Skip to content

webchorearena

webchorearena

WebChoreArena: Realistic tedious web browsing tasks.

Evaluates web agents on 532 tasks across Shopping, Shopping Admin, Reddit, GitLab, and Cross-site environments. Tests massive memory, calculation, and long-term memory capabilities.

Requires a running WebArena standalone environment (Shopping/Magento, Reddit/Postmill, GitLab, Shopping Admin). Tasks are per-site JSON configs cloned from the original GitHub repository.

Source: https://github.com/WebChoreArena/WebChoreArena

Classes

WebChoreArenaDataset

WebChoreArenaDataset(subset: str = 'all', cache_dir: Optional[str] = None, headless: bool = True)

Bases: DatasetProvider

WebChoreArena benchmark — interactive browser-based web tasks.

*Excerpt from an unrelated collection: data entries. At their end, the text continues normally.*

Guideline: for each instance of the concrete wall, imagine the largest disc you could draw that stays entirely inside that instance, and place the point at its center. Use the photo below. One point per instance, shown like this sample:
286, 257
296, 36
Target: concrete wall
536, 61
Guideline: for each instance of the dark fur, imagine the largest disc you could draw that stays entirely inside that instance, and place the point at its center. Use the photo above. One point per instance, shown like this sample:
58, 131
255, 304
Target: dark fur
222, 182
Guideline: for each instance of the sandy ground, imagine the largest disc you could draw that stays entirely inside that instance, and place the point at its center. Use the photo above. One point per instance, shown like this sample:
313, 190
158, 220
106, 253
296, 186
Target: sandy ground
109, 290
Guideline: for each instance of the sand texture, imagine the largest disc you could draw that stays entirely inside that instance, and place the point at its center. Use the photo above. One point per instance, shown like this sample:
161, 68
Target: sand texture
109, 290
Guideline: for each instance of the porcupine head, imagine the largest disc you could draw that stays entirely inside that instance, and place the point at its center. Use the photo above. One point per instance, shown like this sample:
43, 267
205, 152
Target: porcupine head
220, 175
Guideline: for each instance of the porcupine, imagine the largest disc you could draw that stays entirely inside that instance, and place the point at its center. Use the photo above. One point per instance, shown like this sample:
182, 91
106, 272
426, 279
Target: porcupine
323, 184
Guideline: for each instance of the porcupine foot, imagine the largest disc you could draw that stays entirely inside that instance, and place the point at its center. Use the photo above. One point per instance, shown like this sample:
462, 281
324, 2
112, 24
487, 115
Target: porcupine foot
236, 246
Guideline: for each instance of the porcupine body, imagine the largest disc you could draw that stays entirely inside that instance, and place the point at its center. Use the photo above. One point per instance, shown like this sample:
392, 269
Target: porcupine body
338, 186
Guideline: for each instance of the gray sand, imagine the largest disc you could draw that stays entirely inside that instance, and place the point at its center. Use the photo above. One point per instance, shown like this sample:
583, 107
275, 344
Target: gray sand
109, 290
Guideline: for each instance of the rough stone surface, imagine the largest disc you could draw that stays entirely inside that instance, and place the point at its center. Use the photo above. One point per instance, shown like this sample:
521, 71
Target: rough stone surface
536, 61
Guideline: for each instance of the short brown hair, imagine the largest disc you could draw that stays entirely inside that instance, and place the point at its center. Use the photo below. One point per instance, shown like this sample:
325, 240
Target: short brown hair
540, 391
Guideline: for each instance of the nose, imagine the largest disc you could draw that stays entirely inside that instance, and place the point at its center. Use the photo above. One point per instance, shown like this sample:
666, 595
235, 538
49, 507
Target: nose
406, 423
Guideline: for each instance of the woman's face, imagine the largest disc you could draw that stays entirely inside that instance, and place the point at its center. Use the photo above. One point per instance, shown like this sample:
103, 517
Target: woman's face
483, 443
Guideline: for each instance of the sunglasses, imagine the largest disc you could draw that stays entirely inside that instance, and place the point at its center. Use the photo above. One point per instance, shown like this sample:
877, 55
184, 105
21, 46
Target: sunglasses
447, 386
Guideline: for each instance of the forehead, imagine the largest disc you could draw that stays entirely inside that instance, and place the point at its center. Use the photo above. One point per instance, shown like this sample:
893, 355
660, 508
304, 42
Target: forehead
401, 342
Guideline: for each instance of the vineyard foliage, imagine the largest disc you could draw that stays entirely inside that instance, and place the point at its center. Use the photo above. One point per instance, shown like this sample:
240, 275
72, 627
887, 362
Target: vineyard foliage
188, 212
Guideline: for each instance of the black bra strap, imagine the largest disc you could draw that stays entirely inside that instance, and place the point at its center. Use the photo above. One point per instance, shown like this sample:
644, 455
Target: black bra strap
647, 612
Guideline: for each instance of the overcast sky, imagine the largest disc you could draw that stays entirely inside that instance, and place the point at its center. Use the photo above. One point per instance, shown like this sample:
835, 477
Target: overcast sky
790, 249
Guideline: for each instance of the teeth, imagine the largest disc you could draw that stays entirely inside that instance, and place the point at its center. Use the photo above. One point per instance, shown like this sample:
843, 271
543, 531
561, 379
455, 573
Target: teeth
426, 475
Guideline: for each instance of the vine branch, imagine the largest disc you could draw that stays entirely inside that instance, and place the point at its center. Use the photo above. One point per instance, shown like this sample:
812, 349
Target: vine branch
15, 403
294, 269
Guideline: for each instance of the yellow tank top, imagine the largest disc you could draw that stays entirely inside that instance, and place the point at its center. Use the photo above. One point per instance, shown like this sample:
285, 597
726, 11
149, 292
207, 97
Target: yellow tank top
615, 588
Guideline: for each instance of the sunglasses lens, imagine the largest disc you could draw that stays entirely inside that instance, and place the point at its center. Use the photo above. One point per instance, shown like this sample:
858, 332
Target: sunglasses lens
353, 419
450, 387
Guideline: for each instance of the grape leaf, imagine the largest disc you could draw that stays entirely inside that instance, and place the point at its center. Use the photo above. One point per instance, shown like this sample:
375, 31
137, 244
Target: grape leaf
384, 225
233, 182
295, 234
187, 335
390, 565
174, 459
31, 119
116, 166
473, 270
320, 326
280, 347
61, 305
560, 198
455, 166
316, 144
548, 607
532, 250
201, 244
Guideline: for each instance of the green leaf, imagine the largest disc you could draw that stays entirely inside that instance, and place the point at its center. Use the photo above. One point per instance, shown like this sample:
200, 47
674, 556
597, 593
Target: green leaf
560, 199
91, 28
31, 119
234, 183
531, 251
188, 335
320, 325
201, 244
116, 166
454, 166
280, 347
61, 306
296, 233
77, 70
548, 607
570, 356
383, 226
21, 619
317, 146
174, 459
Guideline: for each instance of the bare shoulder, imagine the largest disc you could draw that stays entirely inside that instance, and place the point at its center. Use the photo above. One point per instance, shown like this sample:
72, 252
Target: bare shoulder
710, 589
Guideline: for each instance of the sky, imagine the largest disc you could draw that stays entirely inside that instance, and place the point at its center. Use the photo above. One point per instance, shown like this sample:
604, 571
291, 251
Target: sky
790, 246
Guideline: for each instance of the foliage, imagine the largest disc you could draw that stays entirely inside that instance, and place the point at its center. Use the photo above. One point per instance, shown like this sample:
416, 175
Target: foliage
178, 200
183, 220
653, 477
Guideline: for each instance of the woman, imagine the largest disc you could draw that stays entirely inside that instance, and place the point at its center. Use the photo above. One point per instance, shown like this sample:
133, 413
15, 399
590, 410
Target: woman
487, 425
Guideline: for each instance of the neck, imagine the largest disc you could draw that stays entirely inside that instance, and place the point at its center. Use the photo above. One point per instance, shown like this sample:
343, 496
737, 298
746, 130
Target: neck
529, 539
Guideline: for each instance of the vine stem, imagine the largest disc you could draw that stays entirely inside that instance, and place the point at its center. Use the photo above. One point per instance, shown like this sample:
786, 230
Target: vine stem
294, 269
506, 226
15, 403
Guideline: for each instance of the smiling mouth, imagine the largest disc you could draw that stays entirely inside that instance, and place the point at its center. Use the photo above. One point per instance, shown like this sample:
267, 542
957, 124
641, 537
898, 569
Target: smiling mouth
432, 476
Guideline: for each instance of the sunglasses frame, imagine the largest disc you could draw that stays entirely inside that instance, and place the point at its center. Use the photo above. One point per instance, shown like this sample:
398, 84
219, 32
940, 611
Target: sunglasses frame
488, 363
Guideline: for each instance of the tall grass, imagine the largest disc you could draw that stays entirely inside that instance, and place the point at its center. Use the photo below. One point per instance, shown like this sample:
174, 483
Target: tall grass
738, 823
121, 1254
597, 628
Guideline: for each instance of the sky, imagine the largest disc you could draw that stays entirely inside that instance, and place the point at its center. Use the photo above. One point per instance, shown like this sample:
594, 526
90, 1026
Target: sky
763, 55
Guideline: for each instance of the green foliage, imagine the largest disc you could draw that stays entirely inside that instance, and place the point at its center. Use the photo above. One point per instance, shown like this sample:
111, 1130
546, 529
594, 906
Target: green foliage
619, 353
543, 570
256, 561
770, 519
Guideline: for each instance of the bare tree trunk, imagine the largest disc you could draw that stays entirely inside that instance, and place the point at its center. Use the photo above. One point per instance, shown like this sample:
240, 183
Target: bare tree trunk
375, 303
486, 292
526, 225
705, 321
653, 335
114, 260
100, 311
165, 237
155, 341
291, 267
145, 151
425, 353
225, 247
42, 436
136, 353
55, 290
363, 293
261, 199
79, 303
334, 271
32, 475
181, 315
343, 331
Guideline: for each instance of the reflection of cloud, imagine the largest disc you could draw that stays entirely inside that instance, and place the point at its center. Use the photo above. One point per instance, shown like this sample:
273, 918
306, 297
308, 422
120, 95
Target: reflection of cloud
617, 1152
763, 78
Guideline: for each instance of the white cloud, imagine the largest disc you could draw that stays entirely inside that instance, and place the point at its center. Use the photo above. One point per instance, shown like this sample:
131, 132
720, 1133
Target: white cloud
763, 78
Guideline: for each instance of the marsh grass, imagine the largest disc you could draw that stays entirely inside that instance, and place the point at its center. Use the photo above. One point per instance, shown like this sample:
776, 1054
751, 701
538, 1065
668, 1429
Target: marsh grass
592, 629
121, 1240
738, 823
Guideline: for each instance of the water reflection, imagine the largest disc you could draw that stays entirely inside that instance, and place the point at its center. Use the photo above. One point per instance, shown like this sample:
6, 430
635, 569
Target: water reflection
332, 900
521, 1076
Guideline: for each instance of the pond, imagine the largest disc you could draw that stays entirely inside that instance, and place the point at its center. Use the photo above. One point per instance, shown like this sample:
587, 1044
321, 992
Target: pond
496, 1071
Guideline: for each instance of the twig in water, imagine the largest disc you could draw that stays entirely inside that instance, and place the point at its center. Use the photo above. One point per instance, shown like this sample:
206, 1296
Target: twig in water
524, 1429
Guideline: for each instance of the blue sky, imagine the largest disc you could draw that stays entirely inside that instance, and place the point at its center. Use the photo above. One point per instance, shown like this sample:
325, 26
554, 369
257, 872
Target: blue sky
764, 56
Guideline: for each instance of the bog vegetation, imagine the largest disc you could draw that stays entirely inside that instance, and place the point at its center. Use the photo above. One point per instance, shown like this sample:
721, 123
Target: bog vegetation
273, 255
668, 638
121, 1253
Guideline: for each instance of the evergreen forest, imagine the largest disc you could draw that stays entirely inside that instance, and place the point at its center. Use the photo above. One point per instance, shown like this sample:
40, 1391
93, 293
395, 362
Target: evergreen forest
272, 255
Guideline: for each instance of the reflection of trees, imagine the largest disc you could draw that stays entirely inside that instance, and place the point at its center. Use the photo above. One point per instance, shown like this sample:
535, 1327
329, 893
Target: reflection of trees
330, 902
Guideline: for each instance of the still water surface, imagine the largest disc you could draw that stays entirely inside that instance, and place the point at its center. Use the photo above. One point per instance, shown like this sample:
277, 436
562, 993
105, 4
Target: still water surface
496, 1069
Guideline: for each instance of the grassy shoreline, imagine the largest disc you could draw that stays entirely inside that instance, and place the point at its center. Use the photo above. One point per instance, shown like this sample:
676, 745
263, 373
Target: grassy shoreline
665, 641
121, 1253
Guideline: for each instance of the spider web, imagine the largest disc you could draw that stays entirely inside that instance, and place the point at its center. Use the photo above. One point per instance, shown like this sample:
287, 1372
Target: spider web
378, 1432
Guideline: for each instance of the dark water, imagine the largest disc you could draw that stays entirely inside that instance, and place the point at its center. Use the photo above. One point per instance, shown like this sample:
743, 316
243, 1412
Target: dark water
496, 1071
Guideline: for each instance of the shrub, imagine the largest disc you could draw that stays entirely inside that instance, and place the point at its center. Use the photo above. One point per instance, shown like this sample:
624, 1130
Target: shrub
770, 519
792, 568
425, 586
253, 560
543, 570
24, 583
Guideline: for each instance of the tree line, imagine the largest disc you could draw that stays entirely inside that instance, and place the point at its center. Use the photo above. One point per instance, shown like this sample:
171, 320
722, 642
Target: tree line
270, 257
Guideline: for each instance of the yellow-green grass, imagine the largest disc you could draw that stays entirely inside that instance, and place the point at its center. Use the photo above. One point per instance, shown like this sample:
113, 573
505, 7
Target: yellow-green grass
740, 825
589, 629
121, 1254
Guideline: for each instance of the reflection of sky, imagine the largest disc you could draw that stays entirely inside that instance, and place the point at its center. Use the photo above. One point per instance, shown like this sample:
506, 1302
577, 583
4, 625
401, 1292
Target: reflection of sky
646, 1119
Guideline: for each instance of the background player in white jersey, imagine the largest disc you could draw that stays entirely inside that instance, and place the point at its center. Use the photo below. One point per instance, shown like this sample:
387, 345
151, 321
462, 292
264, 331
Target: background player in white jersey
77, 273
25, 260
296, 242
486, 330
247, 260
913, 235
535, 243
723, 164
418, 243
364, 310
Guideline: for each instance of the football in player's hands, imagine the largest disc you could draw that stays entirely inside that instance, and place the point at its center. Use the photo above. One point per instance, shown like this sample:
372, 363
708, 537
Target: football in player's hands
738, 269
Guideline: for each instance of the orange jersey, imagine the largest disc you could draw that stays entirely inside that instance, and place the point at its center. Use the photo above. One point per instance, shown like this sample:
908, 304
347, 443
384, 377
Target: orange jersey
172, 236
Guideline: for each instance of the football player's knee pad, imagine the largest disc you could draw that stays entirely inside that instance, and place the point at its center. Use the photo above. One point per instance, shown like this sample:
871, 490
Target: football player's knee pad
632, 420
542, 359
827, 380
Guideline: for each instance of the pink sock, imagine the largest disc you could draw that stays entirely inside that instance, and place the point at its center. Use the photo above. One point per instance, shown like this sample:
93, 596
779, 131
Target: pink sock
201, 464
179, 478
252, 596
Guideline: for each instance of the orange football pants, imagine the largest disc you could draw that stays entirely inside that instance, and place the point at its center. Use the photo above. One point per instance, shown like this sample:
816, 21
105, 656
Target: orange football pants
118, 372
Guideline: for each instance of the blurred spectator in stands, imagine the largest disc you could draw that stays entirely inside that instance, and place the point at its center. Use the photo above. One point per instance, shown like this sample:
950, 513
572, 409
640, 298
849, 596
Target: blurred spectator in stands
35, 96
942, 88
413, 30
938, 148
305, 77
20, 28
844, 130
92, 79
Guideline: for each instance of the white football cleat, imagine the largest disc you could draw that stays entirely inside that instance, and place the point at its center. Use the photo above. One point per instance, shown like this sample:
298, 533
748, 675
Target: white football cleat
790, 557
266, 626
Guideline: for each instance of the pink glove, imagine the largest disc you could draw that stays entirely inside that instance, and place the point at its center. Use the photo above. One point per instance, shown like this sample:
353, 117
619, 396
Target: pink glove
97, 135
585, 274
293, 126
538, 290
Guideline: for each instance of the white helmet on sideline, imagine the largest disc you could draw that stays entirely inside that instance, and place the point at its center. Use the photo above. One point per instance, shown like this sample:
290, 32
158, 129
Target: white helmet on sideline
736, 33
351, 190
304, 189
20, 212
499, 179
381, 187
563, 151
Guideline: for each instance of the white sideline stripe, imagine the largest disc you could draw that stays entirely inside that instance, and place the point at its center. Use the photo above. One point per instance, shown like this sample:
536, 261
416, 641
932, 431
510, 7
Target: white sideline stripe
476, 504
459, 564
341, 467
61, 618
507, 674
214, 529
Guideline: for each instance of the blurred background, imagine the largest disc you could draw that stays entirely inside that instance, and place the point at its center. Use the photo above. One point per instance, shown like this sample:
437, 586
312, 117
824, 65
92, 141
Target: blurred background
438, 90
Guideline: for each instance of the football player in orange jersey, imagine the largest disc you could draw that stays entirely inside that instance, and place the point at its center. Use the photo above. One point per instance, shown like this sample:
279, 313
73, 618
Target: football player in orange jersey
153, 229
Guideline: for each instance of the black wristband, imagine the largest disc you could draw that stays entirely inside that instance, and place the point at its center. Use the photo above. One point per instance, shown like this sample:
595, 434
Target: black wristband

Tasks are enumerated from the original GitHub repository's config_files/ JSON files. Each task requires a live WebArena standalone environment and Playwright for evaluation.

Source code in src/openjarvis/evals/datasets/webchorearena.py
def __init__(
    self,
    subset: str = "all",
    cache_dir: Optional[str] = None,
    headless: bool = True,
) -> None:
    self._subset = subset  # "all", "small", or a site name
    self._cache_dir = (
        Path(cache_dir) if cache_dir
        else Path.home() / ".cache" / "webchorearena"
    )
    self._headless = headless
    self._records: List[EvalRecord] = []
Functions
create_task_env
create_task_env(record: EvalRecord)

Return a WebChoreArenaTaskEnv for the given record.

Source code in src/openjarvis/evals/datasets/webchorearena.py
def create_task_env(self, record: EvalRecord):
    """Return a WebChoreArenaTaskEnv for the given record."""
    try:
        from openjarvis.evals.execution.webchorearena_env import (
            WebChoreArenaTaskEnv,
        )
        return WebChoreArenaTaskEnv(record.metadata, headless=self._headless)
    except ImportError:
        return None